EcoShape partners Deltares and Witteveen+Bos were asked by the municipality of Dordrecht to set up guiding principles, so the Noordendijk district can acquire the desired character in the future. Landscape architect Harro Wieringa explains: ‘The Noordendijk district, as seen from north to south, is located between two districts with different characters. Seen from east to west Noordendijk is located between the urban functions of Dordrecht and the green area of the Wantij park, open-air swimming pool and vegetable gardens. The Noordendijk district is intended to become a linking point between these different areas. Starting point for the design is the nature present in the area.’
With climate change, sea level rise and societal changes new challenges arise for delta cities like Dordrecht. The shaping of the environment is increasingly becoming important and requires flexibility and resilience to be able to adapt to changing conditions. The specific knowledge question of the municipality of Dordrecht was: ‘What is unique about the ecological and landscape characteristics of Noordendijk district and how can we optimally use these characteristics?’
The research by EcoShape showed that the area originally was a fresh-water tidal marsh, which is quite unique. EcoShape subsequently researched the possibilities for reinforcement of this natural area and made a connection with the desired living environment. The result is an ambition for living in a fresh-water tidal environment located at a branch of the Wantij waterway. Next, this ambition was translated to the necessary guiding principles, examples for design principles and mindsets.
Harro: ‘The ambition entails that water and green in the area have to be visible and tangible from the residential homes as well as the public space. This way the inhabitants can enjoy nature from their homes and feel the dynamics of a fresh-water tidal marsh. The criteria and principles help ensure that the final design will meet this ambition.’

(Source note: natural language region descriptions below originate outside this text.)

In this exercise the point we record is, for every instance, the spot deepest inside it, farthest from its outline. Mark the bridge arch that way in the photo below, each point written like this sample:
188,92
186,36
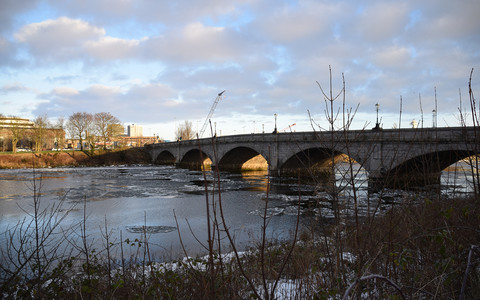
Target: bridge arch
165,158
242,158
312,160
195,159
424,169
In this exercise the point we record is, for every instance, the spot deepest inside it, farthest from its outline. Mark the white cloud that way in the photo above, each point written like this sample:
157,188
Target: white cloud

Two interactive workshops as input for the research were held. They were and attended by people from Deltares, Witteveen+Bos and the municipality of Dordrecht. Specialists from different fields took part in the workshops to ensure integrality and feasibility, amongst who were a hydraulic engineer, an urban planner, a landscape architect, an architect, an ecologist, an economist and employees with a role in local nature conservation and water management. In between the consortium provided interpretation and further elaboration in smaller sessions. The result of the research is the ‘Inspirational Document research framework criteria Noordendijk’ (Available in dutch only).